American Eagle Outfitters last year bought Quiet Logistics and AirTerra, the company’s only two publicly known acquisitions that did not involve clothing brands. AirTerra’s system aggregates packages from multiple shippers through its own network in major metropolitan areas, which allows it to ship parcels across long zones faster and with a greater degree of control than offered through legacy shippers. Companies selling goods online see the time from “click to deliver” reduced along with costs for those deliveries.
How tight is new-truck inventory? A Wichita Kenworth dealership won’t need sales staff during 2022 to close deals on new tractors because it sold out of new models for the entire year. “When we’re allocated the trucks, we have to call our customers and say they wanted 10, we have to tell them, ‘Sorry, we want to get you trucks, but we can only get you five this year,’” WKI Kenworth sales representative Gary Wenke told KSN, a local NBC affiliate in Wichita.
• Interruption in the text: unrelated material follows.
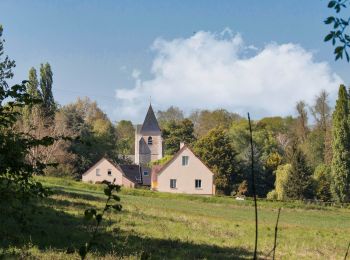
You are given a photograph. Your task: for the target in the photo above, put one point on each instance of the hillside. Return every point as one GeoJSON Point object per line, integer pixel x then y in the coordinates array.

Class 8 U.S. retail sales in December rose 15.5% compared with a year earlier, and reached the high point for the year. Sales hit 24,716 compared with 21,402 in the 2020 period. December also was the best sales month since September 2019. Used truck inventories are just as tight and no less of a stretch on the budget: the average retail price for a used Class 8 vehicle in December topped $82,300, a new record and almost $37,000 more than a year earlier, according to ACT Research.
Robotics, automation and artificial intelligence have matured at the right time to become more widely adopted in manufacturing and logistics operations, writes Jen A. Miller at Supply Chain Dive. A confluence of factors—including the pandemic, labor shortages and technology maturing at the right time—is pushing robotics ahead in 2021 and beyond.
In a recent MHI report, 53% of the more than 1,000 supply chain professionals surveyed said they were increasing or substantially increasing their investment in robotics and automation to make the supply chain more resilient. The study also found that 38% have robotics and automation in use today and an additional 38% predict it will be in use within five years. Annual installations of industrial robots will jump from 450,000 a year in 2015 to 600,000 in 2022, according to a McKinsey study.
The firm also predicted that 10% of today’s manufacturing processes will be replaced by additive manufacturing by 2030. These technologies can free up human workers for other tasks while building supply chain resiliency, Miller writes.
Speaking of Resiliency
Building resilience, options and flexibility into supply chains is vital for addressing the “pinch points” most likely to crop up this year, says Eric Jones of FM Global. Spend Matters reports on six resilience threats to prepare for include cyberrisk, floods, chip shortages and port backlogs.